Independence and The Futility of Cardinality Estimation
The official NULL BITMAP position is that query planners exist to approximate domain knowledge. That is, they're tools to replicate the knowledge of an expert in the domain of whatever your database happens to be storing data about.
It's easy to take this to mean that this is a tool of making smart decisions, but very often this is really mostly a safety valve so that the decisions we make are not stupid.
If I'm doing a two-way join between a table that has ten million rows and a table that has ten, it would be very bad if I picked arbitrarily which one to use as the build side of my hash table, and wound up using the one with ten million.

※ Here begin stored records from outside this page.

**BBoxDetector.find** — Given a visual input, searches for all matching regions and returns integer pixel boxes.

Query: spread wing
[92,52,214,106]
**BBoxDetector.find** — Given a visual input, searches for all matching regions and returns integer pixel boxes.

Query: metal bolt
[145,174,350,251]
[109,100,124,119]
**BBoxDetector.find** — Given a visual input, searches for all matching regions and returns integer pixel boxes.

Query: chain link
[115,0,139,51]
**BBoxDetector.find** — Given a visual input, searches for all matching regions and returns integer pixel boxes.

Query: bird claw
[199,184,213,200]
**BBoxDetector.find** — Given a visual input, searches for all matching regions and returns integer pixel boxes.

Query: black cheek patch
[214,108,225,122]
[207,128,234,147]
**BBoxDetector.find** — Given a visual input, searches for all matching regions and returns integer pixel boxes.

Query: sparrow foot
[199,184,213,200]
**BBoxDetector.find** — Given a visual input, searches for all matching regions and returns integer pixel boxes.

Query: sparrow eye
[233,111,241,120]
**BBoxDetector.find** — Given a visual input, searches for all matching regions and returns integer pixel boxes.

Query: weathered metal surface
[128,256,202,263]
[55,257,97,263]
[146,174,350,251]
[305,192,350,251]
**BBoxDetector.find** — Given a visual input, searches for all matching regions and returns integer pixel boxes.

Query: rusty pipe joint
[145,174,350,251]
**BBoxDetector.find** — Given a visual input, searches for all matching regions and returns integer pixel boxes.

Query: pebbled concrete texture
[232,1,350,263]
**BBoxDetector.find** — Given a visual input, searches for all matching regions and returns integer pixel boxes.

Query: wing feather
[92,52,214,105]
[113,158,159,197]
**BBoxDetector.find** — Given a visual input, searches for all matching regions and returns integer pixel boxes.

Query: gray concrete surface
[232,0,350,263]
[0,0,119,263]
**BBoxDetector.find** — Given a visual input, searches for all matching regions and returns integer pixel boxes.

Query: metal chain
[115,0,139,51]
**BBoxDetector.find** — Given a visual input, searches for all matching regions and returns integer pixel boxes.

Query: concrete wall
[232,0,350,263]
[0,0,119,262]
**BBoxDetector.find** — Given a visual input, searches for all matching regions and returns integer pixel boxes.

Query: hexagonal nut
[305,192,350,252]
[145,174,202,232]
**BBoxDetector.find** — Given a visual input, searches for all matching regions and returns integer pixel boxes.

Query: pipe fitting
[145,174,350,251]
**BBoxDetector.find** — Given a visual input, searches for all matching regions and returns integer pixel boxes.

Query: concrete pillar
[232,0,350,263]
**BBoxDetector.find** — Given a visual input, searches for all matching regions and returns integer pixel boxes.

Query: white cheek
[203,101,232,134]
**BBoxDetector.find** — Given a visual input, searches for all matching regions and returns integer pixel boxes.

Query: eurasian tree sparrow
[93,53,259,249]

Query planners are very very good at making sure we don't pick incorrectly in simple situations like this.
Of course, we also have more taxing asks of query planners: if I compose several views to come up with an analytical query that joins sixty tables, I expect it to make okay decisions there too. This is a much harder problem though. Primarily because as we join each of those tables, our guesses as to how big they are tend to get more and more inaccurate, and as they do so, our decisions get worse and worse, and nobody does a particularly good job of mitigating this. See How Good Are Query Optimizers, Really?. This paper is also notable for introducing the Join Order Benchmark (JOB).
The classic takeaway from the above paper is that query optimizers chronically underestimate the size of joins:
Which might be surprising, intuitively. I think I'd expect an error distribution centered on the true value, or something.
A way to think about why this might be true is that one of the standard tools (a standard tool not because it's effective, but because it's one of the only ones we have) for estimating the size of joins is the Attribute Value Independence assumption, or just AVI. My newsletter software doesn't allow me to embed math notation. Which is probably saving me from myself. But it will make describing this somewhat awkward so bear with me.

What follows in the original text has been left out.